It's a common enough experience that it's now been scientifically studied. Ever wept tears of joy, or giggled uncontrollably at a funeral? These inappropriate and oddly contradictory responses to stimuli are known as dimorphous expressions, which scientists now say serve a purpose:
...it’s our brains’ way of creating emotional balance when faced with overwhelming feelings.“People may be restoring emotional equilibrium with these expressions,” Aragon said. “They seem to take place when people are overwhelmed with strong positive emotions, and people who do this seem to recover better from those strong emotions.”
My seestah and I had our own Chuckles incident two months after Mom died, when we decided to attend her Hospice's annual commemoration at a local church. After a few words we were invited to stand up one by one and call out the name of our loved one who had died that previous year.

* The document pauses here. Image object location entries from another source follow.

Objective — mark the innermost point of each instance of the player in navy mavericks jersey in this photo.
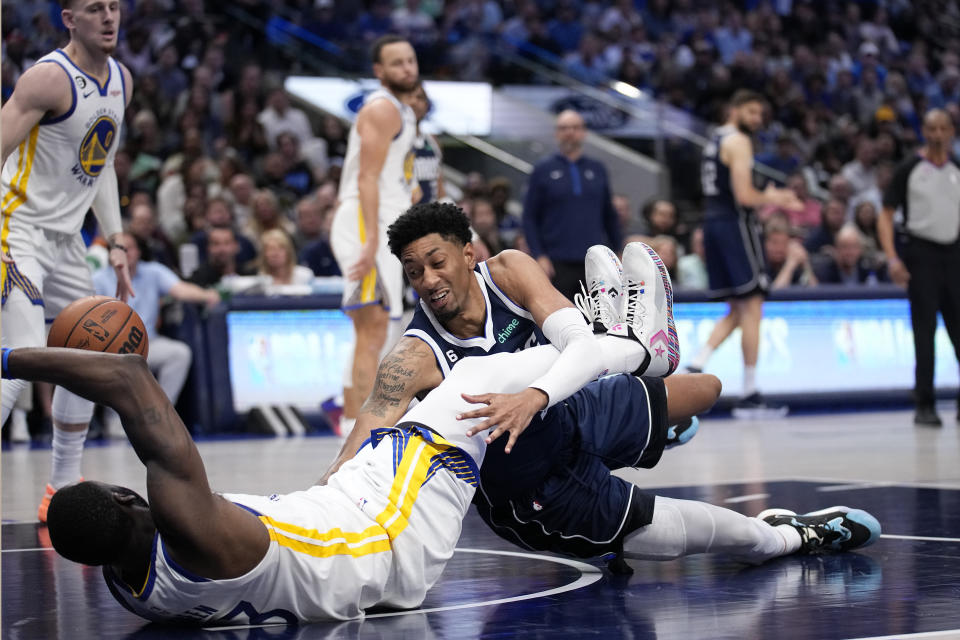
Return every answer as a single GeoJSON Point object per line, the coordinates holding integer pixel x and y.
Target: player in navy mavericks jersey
{"type": "Point", "coordinates": [61, 129]}
{"type": "Point", "coordinates": [507, 304]}
{"type": "Point", "coordinates": [555, 491]}
{"type": "Point", "coordinates": [731, 235]}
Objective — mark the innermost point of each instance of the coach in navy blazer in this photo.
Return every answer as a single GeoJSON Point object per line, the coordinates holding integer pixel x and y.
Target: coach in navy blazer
{"type": "Point", "coordinates": [568, 207]}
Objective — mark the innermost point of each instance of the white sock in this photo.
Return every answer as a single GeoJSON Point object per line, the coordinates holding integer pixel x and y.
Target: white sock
{"type": "Point", "coordinates": [749, 379]}
{"type": "Point", "coordinates": [685, 527]}
{"type": "Point", "coordinates": [700, 360]}
{"type": "Point", "coordinates": [67, 453]}
{"type": "Point", "coordinates": [619, 355]}
{"type": "Point", "coordinates": [19, 431]}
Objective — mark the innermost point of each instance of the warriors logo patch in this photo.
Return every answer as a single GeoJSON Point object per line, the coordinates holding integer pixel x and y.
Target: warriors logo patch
{"type": "Point", "coordinates": [96, 145]}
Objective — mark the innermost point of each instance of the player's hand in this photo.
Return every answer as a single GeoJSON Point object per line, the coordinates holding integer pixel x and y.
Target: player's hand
{"type": "Point", "coordinates": [213, 298]}
{"type": "Point", "coordinates": [118, 260]}
{"type": "Point", "coordinates": [505, 412]}
{"type": "Point", "coordinates": [547, 265]}
{"type": "Point", "coordinates": [366, 263]}
{"type": "Point", "coordinates": [898, 272]}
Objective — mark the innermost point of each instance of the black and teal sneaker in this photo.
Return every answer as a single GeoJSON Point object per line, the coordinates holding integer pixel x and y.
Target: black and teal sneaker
{"type": "Point", "coordinates": [831, 529]}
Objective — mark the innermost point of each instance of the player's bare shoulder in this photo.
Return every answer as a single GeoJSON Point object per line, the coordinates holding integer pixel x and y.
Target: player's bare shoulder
{"type": "Point", "coordinates": [516, 273]}
{"type": "Point", "coordinates": [127, 82]}
{"type": "Point", "coordinates": [44, 87]}
{"type": "Point", "coordinates": [380, 114]}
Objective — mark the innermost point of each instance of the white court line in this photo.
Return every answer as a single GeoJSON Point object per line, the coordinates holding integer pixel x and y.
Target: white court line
{"type": "Point", "coordinates": [947, 633]}
{"type": "Point", "coordinates": [747, 498]}
{"type": "Point", "coordinates": [889, 483]}
{"type": "Point", "coordinates": [588, 575]}
{"type": "Point", "coordinates": [893, 536]}
{"type": "Point", "coordinates": [857, 485]}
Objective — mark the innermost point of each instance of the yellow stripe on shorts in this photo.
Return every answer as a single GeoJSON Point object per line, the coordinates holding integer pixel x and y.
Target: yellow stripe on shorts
{"type": "Point", "coordinates": [410, 477]}
{"type": "Point", "coordinates": [368, 286]}
{"type": "Point", "coordinates": [334, 542]}
{"type": "Point", "coordinates": [16, 196]}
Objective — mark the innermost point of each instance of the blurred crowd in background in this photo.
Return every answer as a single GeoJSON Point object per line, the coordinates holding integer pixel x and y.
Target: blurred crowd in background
{"type": "Point", "coordinates": [215, 156]}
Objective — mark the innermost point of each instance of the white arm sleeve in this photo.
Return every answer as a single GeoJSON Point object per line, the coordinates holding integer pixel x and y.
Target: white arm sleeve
{"type": "Point", "coordinates": [580, 358]}
{"type": "Point", "coordinates": [106, 204]}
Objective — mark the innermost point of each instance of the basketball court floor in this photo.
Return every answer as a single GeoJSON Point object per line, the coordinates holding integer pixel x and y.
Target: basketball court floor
{"type": "Point", "coordinates": [905, 586]}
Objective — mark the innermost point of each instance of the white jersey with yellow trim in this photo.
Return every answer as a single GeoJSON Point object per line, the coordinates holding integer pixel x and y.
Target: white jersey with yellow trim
{"type": "Point", "coordinates": [396, 178]}
{"type": "Point", "coordinates": [50, 180]}
{"type": "Point", "coordinates": [379, 533]}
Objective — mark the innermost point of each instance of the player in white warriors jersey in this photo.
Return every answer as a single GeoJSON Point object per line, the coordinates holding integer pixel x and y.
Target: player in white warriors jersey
{"type": "Point", "coordinates": [375, 188]}
{"type": "Point", "coordinates": [61, 129]}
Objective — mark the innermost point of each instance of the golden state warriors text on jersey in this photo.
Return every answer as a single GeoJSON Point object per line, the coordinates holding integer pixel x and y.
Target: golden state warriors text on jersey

We all sighed and murmured as each name was tearfully spoken. Then, after a long pause when no names had been called and it seemed about time to move on, someone else stood up and offered yet another name, which either jogged another person's memory or gave them the courage to speak out, and another string of names ensued. Another uncomfortably long silence was followed by a renewed roll call. It ocurred to me that people were starting to just randomly call out names of long-dead relatives just to have someone to talk about. During the next pregnant pause I leaned over and whispered to mimi2three, "My dog Spot." She snickered and quickly shushed me as she was surrounded by her peers.
Finally the roll call ended, and we were each given a lit candle with a protective paper cone around the bottom. We spread out in a large circle around the perimeter of the church and the leader then took us through what I couldn't help but begin to see as candle calisthenics. "Now hold your candle high above you to symbolize heaven...now turn around and hold your candle out in front of you to symbolize something something....now turn to the person on the right with your candle..."
I whispered to mimi2three, "Now do the hokey-pokey with your candle...." and she began to sputter, lowering her head so that her shaking shoulders and snuffling sounds could be mistaken for crying. I pressed on because I could, urging her to greater fits of giggles, but the final blow came when an elderly lady patted her shoulder and said, "That's all right dear, just let it all out."
We barely made it to the parking lot before we both fell about in great braying donkey-sobs of laughter.
I now know we merely experienced a perfectly normal dimorphous expression of overwhelming emotion.
That seeming polarity in responses to a rush of emotions is the brain’s way of keeping our emotional temperatures in the proper zone. Subjects in the study were better able to return to a neutral emotional state in a short period of time as a result of having paired seemingly conflicting emotions to certain stimuli.Researchers also cited examples of aggressive behaviors accompanying positive feelings. For example, most of us are familiar with the sudden urge to pinch the cheek of an adorable baby, or wanting to, in the words of many participants in the study, “eat them up.”